As a lifelong Democrat and the son and grandson of Democrats, I would vote ordinarily in the Democratic primary for the candidate I thought closest to me politically. And I think it’s almost always a terrible idea to vote in the opposing party’s primary for a “weak” candidate you think your candidate can beat.

But in 2018, if the opportunity presents itself, I stand ready to vote in the Republican primary to boost the fortunes of any moderate candidates who come out squarely against the inevitable Trump-Bannon candidates. And I would encourage any Republicans to vote in the Democratic primary for candidates who can attract the votes of moderate Republicans and independents against these Trump-Bannon Republicans in the general election.

Extraordinary times call for extraordinary measures.

How to Preserve the American Experiment

Here’s my sense of the American zeitgeist at the moment.

There is no fervor to embrace the neoliberalism that drives the GOP donor class. Nor is there a tsunami of support for the social democracy that Bernie champions.

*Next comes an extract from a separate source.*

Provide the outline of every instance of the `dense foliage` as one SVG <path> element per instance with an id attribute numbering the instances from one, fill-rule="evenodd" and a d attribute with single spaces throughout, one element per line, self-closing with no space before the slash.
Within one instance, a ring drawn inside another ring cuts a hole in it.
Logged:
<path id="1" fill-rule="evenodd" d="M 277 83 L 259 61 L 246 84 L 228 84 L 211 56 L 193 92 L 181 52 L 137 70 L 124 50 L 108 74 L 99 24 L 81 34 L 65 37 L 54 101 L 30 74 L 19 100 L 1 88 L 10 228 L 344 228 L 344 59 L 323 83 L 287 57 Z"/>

Folks by and large are not gun fetishists, but they understand that guns have a place in some lives, especially in rural areas.

A majority of Americans think abortion neither should be banned nor should be unregulated, especially in the later stages of pregnancy.

The DACA Dreamers should be made welcome, but the country can’t afford a completely open door.

Free trade is good, but its downsides should be addressed. The Democrats are right to insist on a society free of prejudice, but in their condemnations they paint with too broad a brush.

And so on.

What the country needs is a leader or set of leaders able to rally the folks with these views, getting them to the polls and forcing to the sidelines the single-issue ideologues and all-or-nothing crowd who, it sometimes seems, would rather have a dictator who agrees with them right down the line than a messy democracy in which the constantly must settle for half a loaf.

A Real Hunger

I can’t believe there isn’t a real hunger in the country at this point for mature, bipartisan, moderate leadership. Somehow, we need to find a way to wrest power from the neoliberal ideologues and white identity fear-and-anger crowd and provide strong support for the folks like Collins, Kasich, McCain, and Murkowski. The radicals who put Trump in power and have allowed him to run amok are poison to the Republic.